Leveraging Metadata to Identify Netflix Viewers’ Decisions
In December 2018, Netflix released Black Mirror: Bandersnatch, which allows viewer decisions to determine the protagonist’s fate. A recent study revealed that researchers could use viewer video traffic to determine which adventure they chose. Researchers did this by examining the metadata associated with viewer traffic, which contains considerable managed attribution artifacts.
In 2016, Netflix began encrypting its video streams to protect user privacy, but researchers at IIT Madras were able to use Bandersnatch metadata to prove that that effort wasn’t as effective as hoped. Metadata is popularly defined as “data about data.” It has a variety of uses, including identification, description, and data organization, as well as a variety of types, ranging from file size and title, to meta descriptions and the date and time the file was created and posted. In short, ‘metadata’ can encompass a massive amount of information.

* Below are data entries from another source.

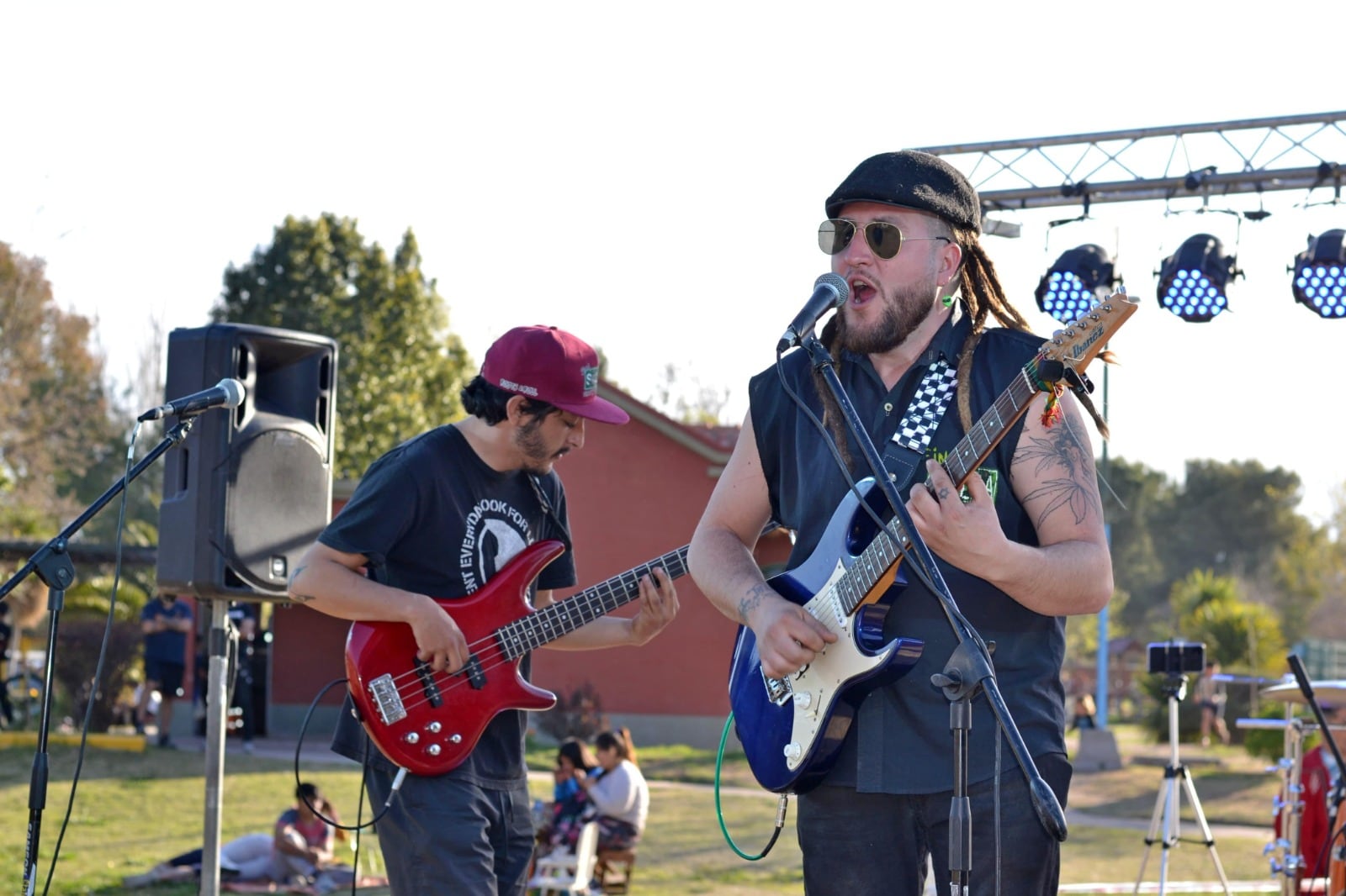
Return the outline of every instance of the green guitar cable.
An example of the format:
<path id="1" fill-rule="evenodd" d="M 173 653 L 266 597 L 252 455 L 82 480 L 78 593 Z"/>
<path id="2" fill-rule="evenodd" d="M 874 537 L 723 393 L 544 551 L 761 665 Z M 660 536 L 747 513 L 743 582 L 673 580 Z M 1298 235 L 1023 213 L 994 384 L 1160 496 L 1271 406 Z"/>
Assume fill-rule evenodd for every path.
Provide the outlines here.
<path id="1" fill-rule="evenodd" d="M 734 842 L 734 837 L 730 835 L 730 829 L 724 826 L 724 810 L 720 807 L 720 770 L 724 767 L 724 744 L 730 739 L 730 725 L 734 724 L 734 713 L 731 712 L 728 718 L 724 720 L 724 731 L 720 732 L 720 752 L 715 757 L 715 818 L 720 822 L 720 833 L 724 834 L 724 842 L 730 845 L 730 849 L 735 852 L 739 858 L 746 858 L 750 862 L 760 861 L 766 858 L 766 854 L 771 852 L 775 846 L 777 838 L 781 837 L 781 830 L 785 827 L 785 807 L 790 802 L 789 794 L 781 794 L 779 803 L 775 807 L 775 830 L 771 831 L 771 839 L 767 841 L 766 846 L 756 856 L 748 856 Z"/>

Researchers used Netflix’s encrypted metadata to predict users’ Bandersnatch decisions. They began by identifying the types of metadata Netflix associates with its content. One of the most important discoveries was that Netflix divides each decision branch into a ‘default’ option and a ‘backup’ option. When the user came to a decision in the show, a JSON file would be sent to Netflix’ servers, and Netflix’s system would automatically prepare the default stream for selection. If either the ‘default’ option or no option were selected, the stream would continue normally; however, if the backup option was selected, additional JSON files were sent to Netflix’s servers.
Researchers began identifying the number of JSON files being sent between the users and the servers, but they still needed to be able to distinguish JSON files containing decision data from other JSON files. This was accomplished by looking at the ‘SSL record length,’ which is a JSON header that remains visible even in encrypted traffic. By using the SSL record length, researchers could identify which packets were decision packets, and identifying the number of JSON decision files being sent enabled the researcher to identify whether or not the default option had been selected. They then used their knowledge of these options to predict 100 users’ decisions with a 96% success rate.

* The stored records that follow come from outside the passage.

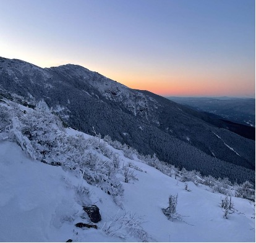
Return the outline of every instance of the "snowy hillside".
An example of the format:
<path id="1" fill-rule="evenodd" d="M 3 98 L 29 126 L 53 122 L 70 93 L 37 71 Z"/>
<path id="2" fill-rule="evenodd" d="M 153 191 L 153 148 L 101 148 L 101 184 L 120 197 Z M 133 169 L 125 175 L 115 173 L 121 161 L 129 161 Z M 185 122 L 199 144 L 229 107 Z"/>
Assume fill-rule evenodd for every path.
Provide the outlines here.
<path id="1" fill-rule="evenodd" d="M 64 128 L 45 104 L 33 110 L 6 101 L 0 241 L 255 242 L 255 203 L 234 197 L 240 187 L 228 180 L 198 173 L 191 179 L 186 170 L 164 167 L 109 138 Z M 225 195 L 216 188 L 232 196 L 228 218 Z M 170 195 L 177 195 L 177 204 L 168 220 Z M 83 210 L 91 205 L 100 209 L 97 223 Z"/>
<path id="2" fill-rule="evenodd" d="M 83 67 L 41 68 L 0 57 L 0 102 L 4 99 L 28 106 L 43 99 L 66 125 L 77 130 L 93 135 L 95 126 L 103 137 L 144 155 L 155 154 L 181 169 L 254 184 L 254 141 L 231 132 L 220 120 Z"/>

The Bandersnatch case illustrates how users can leverage basic information about the data being trafficked through the internet to make informed inferences about the contents of that data. This case proves that the unencrypted elements of data provide a new managed attribution consideration, as every file, post, and message that is published online can weaken or strengthen users’ digital fingerprint and behavioral footprint. These artifacts can be used to infer the data’s contents, and the identity and entities with whom they’re engaging. In the case of Bandersnatch, metadata enabled the viewer to become the viewed.